When we format the NameNode server, it formats the meta-data related to data nodes. Thus, all the information on the data nodes is lost and the nodes can be reused for new data.

  1. Format the NameNode server with the following command:

    sudo hdfs namenode -format
    
  2. Start the DFS in NameNode and DataNodes with the following command:

    sudo start-dfs.sh
    
  3. The console output should be similar to:

    Starting namenodes on [localhost]
    The authenticity of host 'localhost (::1)' can't be established.
    ECDSA key fingerprint is
    SHA256:97e+7TnomsS9W7GjFPjzY75HGBp+f1y6sA+ZFcOPIPU.
    Are you sure you want to continue connecting (yes/no)?
    

    Enter yes to continue.

  4. Start the YARN daemons ResourceManager and NodeManager with the following command:

    sudo start-yarn.sh
    
  5. Ensure everything is running as expected with the following command:

    sudo jps
    
  6. The console output should be similar to:

    22674 DataNode
    26228 Jps
    22533 NameNode
    23046 ResourceManager
    22854 SecondaryNameNode
    23150 NodeManager
    

Run the MapReduce wordcount example

  1. Create the input directory.

    sudo hdfs dfs -mkdir -p /user/root/input
    
  2. Copy a file from the local file system to the HDFS.

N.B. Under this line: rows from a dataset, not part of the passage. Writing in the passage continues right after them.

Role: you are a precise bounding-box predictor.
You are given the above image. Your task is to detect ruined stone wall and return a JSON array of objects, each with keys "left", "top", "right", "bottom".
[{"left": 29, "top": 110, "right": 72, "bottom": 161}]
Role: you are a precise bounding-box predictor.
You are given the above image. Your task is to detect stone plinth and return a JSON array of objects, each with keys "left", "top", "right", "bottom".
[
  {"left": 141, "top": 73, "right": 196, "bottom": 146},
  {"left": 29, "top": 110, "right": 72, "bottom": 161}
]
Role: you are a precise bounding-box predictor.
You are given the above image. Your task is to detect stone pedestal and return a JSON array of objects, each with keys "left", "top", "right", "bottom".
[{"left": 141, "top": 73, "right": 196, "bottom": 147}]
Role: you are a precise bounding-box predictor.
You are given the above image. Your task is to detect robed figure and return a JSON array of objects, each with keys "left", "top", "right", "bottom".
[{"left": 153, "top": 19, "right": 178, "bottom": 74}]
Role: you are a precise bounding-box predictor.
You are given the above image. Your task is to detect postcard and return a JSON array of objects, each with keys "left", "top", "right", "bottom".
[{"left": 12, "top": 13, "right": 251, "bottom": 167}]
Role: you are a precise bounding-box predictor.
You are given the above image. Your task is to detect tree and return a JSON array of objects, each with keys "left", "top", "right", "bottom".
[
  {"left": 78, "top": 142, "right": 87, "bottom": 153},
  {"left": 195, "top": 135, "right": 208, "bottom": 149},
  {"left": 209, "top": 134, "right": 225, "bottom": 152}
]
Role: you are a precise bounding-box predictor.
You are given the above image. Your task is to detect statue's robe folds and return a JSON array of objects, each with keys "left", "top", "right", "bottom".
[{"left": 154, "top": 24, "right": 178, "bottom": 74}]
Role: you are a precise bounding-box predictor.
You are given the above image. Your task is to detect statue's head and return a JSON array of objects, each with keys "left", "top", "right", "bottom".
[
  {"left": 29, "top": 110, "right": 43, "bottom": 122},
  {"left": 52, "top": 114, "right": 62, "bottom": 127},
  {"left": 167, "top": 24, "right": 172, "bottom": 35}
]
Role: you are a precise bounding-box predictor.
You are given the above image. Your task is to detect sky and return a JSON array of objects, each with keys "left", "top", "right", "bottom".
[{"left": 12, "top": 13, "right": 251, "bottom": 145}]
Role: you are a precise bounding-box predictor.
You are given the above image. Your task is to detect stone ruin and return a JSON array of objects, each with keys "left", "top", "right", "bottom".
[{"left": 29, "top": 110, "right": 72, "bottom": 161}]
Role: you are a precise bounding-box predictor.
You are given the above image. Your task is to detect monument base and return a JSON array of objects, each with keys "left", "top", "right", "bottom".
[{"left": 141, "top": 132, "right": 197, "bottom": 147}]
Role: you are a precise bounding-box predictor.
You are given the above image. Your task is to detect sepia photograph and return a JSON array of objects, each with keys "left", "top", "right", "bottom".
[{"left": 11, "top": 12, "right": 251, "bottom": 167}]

    sudo hdfs dfs -copyFromLocal local-file /user/root/input
    
  3. Run the wordcount example.

    sudo hadoop jar /usr/share/hadoop/mapreduce/hadoop-mapreduce-examples-2.8.0.jar wordcount input output
    
  4. Read output file “part-r-00000”. This file contains the number of times each word appears in the file.

    sudo hdfs dfs -cat /user/root/output/part-r-00000
    

Congratulations!

You successfully installed and setup a single node Hadoop cluster. Additionally, you ran a simple wordcount example.

Your single node Hadoop cluster is up and running!